Baby’s early stage foods: Pumpkin, Carrot, and Red Lentil Puree
PUREE OF RED LENTIL AND PUMPKIN CARROT
This dish, which is identical to my Easy Pumpkin Soup recipe, is far more nutrient-dense when prepared without the use of chicken stock.
PUREE OF PUMPKIN, CARROT, AND RED LENTILS
INGREDIENTS
550 g of pumpkin
one carrot
Red lentils, half a cup
1.5 cups of water
METHOD
Peel and coarsely slice the pumpkin and carrot before adding them to a mixing bowl and chopping for 15 seconds at speed 7. Scrape the bowl’s sides clean. Cook for 20 minutes at 1000C, speed 1, adding water. Blend for one minute at speed 9. Gradually increase speed.
OTHER THAN MIX METHOD
The lentils and water are added to the pot along with the peeled and chopped pumpkin and carrot. When all the veggies are tender when prodded with a fork after 20 minutes of boiling, the dish is finished. Put the ingredients in a food processor and pulse until smooth.

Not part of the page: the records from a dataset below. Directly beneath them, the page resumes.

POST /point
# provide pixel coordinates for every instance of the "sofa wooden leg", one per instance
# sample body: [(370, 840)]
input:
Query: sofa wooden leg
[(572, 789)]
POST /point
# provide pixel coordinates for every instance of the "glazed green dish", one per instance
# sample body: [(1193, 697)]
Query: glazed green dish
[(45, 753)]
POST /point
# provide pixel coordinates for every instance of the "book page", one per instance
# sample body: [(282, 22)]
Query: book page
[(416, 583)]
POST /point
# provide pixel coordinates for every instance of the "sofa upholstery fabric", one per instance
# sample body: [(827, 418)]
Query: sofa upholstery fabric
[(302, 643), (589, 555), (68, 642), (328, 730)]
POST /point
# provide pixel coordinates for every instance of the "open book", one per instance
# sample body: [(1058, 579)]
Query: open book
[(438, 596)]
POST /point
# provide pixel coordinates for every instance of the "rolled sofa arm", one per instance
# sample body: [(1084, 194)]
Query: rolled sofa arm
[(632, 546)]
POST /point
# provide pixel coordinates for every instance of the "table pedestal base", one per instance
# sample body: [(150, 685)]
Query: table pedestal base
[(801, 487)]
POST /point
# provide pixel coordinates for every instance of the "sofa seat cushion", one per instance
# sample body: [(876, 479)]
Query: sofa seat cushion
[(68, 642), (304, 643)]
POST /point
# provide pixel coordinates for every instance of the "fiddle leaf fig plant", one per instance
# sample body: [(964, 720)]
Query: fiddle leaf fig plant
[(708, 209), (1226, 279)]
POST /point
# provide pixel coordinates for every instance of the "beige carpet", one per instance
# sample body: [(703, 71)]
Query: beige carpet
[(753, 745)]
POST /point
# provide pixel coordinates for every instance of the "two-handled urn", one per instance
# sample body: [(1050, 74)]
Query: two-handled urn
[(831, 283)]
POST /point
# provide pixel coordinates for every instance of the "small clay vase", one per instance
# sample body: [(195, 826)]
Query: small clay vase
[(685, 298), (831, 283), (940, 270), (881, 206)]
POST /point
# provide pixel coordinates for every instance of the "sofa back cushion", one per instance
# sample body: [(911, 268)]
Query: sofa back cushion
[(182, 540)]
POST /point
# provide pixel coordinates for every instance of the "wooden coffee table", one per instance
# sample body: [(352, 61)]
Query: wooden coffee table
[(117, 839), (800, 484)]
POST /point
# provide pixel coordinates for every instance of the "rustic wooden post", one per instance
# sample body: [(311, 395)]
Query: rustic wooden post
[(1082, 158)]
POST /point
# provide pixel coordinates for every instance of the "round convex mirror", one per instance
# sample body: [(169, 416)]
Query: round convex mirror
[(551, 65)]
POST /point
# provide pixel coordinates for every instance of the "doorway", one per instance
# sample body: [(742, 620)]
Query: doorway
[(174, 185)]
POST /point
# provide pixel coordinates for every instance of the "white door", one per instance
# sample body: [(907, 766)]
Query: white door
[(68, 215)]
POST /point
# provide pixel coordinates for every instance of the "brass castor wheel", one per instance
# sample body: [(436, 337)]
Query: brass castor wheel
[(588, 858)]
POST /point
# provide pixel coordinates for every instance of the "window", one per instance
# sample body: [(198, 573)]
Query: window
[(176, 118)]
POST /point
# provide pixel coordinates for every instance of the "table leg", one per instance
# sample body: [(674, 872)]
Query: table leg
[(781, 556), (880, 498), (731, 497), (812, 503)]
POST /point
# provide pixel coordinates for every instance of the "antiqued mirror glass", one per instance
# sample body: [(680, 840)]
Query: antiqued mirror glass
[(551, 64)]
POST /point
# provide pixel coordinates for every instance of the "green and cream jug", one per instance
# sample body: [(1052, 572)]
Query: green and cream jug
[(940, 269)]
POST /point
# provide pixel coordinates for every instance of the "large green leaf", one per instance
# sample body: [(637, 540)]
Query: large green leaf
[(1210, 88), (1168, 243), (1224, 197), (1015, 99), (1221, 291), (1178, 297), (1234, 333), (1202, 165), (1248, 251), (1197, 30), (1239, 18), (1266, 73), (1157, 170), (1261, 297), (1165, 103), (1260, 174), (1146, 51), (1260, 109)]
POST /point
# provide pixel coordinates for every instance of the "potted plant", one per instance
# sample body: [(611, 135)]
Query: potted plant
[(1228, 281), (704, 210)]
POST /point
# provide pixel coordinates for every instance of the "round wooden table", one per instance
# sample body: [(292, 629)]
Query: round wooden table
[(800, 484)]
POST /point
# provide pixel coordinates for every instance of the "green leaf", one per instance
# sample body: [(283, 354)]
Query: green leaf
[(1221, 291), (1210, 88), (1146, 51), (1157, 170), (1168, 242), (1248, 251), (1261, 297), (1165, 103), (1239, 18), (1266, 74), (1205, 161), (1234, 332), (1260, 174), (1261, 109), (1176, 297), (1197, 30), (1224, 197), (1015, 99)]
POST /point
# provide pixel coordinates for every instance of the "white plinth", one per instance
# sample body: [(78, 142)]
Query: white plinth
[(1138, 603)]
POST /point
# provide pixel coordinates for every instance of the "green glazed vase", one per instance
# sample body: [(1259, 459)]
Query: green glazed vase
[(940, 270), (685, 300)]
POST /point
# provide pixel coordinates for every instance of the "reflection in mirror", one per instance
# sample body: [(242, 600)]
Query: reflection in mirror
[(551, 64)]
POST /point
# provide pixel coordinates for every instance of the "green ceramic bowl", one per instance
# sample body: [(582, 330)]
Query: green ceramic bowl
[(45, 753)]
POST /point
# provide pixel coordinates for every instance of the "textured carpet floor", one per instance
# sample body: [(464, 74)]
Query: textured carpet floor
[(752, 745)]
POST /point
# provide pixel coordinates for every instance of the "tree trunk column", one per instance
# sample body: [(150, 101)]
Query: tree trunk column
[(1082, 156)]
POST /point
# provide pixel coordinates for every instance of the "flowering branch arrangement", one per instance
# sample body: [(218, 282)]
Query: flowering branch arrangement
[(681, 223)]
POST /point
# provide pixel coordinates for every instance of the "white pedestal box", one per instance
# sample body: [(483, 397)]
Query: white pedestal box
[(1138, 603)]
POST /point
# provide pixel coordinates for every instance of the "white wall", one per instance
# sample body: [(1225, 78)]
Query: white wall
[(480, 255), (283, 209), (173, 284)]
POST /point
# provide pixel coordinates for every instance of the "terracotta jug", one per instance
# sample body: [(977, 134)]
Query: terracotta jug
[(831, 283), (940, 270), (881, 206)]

NOTES Pour this into single-serve containers to freeze; it freezes surprisingly nicely.
One of the most popular and healthiest foods is the carrot. It is delicious, crispy, and very nourishing. Beta carotene, fiber, vitamin K, potassium, and antioxidants are all abundant in carrots. It has many health advantages, is excellent for the diet, enhances ocular health, and carotene antioxidants are linked to a lower chance of developing cancer.